In April 2012, the Kingdom of Saudi Arabia (KSA) enacted a new Arbitration Law which was hailed as a boon for investors and a major step forward for commerce. Two years on, we consider  whether the law is having the positive impact anticipated. As the largest economy in the Arabian Gulf, KSA offers a wealth of potential for both domestic and international companies seeking to do business in the  Kingdom. Yet its legal system remains a somewhat uninviting jurisdiction for foreign investors: its  substantive law is based on Shari’ah, and the absence of a system of binding precedent means local  courts are bestowed with broad discretion to determine disputes. Unsurprisingly, foreign investors seek to mitigate risk by including  arbitration clauses when contracting with Saudi parties. Arbitration, however, is not a panacea for  any given problem a party may encounter when seeking to resolve a dispute in the Kingdom.

The construction landscape

The KSA construction market is very strong, with an estimated USD 600 billion in construction  projects planned or underway2. Projects such as the USD 22.5 billion Riyadh Metro Project (the  world’s largest) have attracted foreign construction companies and consultants from a diverse range  of countries, including Spain, Italy, Germany, India, Korea, Canada, the USA and the UK. Other current landmark projects are King Abdullah  Financial District,  the Riyadh Airport redevelopment and the Haramain High Speed Rail project.  Having taken on obligations to deliver projects of this scale, foreign companies need to actively  manage many large legal and commercial risks and we commonly see arbitration clauses in main  contracts (subject to the restrictions in the government tenders law), subcontracts, joint venture  arrangements and consultancy appointments.

Revised legislation

In theory, the 2012 Arbitration Law significantly improved the legal landscape for arbitration in  KSA, which had previously been governed by an Arbitration Law enacted in 1983. In the intervening  years, the Kingdom acceded to the New York Convention (1994) and the United National Commission on  International Trade Law (UNCITRAL) created the ‘Model Law on International Commercial Arbitration’ (1985, with amendments in 2006). The 2012 Arbitration Law is based on the Model Law but incorporates significant local law elements; for  example, any arbitral award can be challenged if it is inconsistent with Shari’ah. The Law applies  to both domestic arbitration and international commercial arbitration with a Saudi seat, but not to  foreign arbitral awards; with its remit limited in this way, the new law only went so far in  ameliorating the legal environment for parties arbitrating disputes in the Kingdom.

Positive outcomes

Even so, a number of positive trends have materialised as a result of the new legislation: the  local courts have been generally supportive, for example in a number of cases they have declined to hear claims subject to binding arbitration clauses; and courts have  recognised parties’ rights under the 2012 Law to adopt the rules of external arbitration centres as  their agreed procedures. Indeed, in a recent case concerning an arbitration governed by   the International Chamber of Commerce  (ICC) Rules, the Dammam Court of Appeal required the claimant to file its Request for Arbitration  with the ICC as the first step, and therefore declined the claimant’s application for the court to  appoint the arbitrators.
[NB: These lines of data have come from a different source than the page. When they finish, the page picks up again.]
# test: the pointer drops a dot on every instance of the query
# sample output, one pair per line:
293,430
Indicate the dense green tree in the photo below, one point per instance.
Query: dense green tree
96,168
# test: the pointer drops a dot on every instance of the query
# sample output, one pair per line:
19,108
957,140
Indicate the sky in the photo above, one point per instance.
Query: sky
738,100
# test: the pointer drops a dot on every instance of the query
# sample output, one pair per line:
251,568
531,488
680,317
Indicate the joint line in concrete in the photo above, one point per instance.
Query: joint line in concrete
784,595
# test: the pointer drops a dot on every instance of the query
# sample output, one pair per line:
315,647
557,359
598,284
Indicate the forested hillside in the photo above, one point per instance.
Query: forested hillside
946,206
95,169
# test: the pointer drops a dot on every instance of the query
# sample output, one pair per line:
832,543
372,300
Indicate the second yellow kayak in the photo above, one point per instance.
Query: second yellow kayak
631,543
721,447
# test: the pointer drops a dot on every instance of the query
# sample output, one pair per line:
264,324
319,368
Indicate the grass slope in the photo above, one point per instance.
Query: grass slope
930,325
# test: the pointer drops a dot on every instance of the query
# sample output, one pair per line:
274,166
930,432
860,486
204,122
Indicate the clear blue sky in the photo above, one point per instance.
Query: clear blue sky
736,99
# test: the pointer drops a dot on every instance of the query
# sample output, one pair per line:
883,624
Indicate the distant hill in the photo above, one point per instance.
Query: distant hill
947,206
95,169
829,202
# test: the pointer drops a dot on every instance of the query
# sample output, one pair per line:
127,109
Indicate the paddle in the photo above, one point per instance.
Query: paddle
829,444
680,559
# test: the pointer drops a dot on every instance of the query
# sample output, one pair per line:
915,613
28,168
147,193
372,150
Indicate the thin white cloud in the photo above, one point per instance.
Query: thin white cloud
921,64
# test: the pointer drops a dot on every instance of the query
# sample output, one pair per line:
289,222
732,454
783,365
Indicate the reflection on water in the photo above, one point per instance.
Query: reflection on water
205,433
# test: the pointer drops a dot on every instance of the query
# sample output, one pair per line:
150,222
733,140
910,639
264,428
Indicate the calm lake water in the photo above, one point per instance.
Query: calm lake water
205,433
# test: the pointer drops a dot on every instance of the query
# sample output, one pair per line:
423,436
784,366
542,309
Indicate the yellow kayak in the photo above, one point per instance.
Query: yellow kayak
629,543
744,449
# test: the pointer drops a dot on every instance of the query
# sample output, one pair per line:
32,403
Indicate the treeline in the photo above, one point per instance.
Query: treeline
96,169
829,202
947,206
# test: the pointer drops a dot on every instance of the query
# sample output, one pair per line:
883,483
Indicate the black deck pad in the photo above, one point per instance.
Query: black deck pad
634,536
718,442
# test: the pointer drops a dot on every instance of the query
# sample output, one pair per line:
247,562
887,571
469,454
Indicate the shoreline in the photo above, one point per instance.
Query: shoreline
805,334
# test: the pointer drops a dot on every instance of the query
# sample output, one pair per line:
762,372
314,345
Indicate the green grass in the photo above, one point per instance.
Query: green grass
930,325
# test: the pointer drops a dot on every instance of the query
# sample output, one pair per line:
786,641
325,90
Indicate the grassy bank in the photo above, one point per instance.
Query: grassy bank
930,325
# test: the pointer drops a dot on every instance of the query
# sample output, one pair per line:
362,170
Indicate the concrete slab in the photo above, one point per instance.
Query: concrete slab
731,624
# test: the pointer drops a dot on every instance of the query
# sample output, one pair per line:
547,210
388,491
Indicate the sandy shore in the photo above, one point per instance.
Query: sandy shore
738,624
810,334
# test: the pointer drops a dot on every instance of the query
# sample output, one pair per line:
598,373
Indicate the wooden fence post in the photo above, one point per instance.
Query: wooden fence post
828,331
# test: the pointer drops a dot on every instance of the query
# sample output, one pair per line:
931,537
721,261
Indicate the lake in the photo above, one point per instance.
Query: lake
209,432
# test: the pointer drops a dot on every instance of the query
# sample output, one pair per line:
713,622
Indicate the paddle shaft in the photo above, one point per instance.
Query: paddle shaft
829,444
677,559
Furthermore, arbitral awards (domestic and foreign awards with Saudi seats) made under the 2012 Law  have the same status as court decisions once they are ratified; and, combined with the 2013  Enforcement Law, there is now a detailed process available to parties for converting an arbitral  award into a recovery.

This recent Enforcement Law also provides true benefit to parties attempting to enforce foreign  awards in KSA. For  a foreign award to be successfully enforced, it has long been a requirement that the award be both consistent with Shari’ah and made in a location that  reciprocally enforces Saudi judgements and awards. The benefit of the 2013 Enforcement Law is that the reciprocity requirement can be satisfied by the Ministry of Justice releasing an official statement  that the issuing jurisdiction is on the approved list, if applicable. This obviates the need for  courts to decide whether the seat of the arbitration is “reciprocal” and is a great step forward in  overcoming practical obstacles to the recognition and enforcement of foreign arbitral awards in  Saudi Arabia.

Room for improvement

Whilst elements of the legal framework necessary for arbitration have been put in place,  significant drawbacks to arbitrating disputes remain. For example, courts still display a tendency  to intervene in arbitration cases, contrary to the 2012 Law: in a recent case under UNCITRAL  Arbitration Rules, the Dammam Court of Appeal has required the parties to nominate their  arbitrators at scheduled court hearings, rather than allowing them to follow the procedure for  appointing arbitrators under the Rules.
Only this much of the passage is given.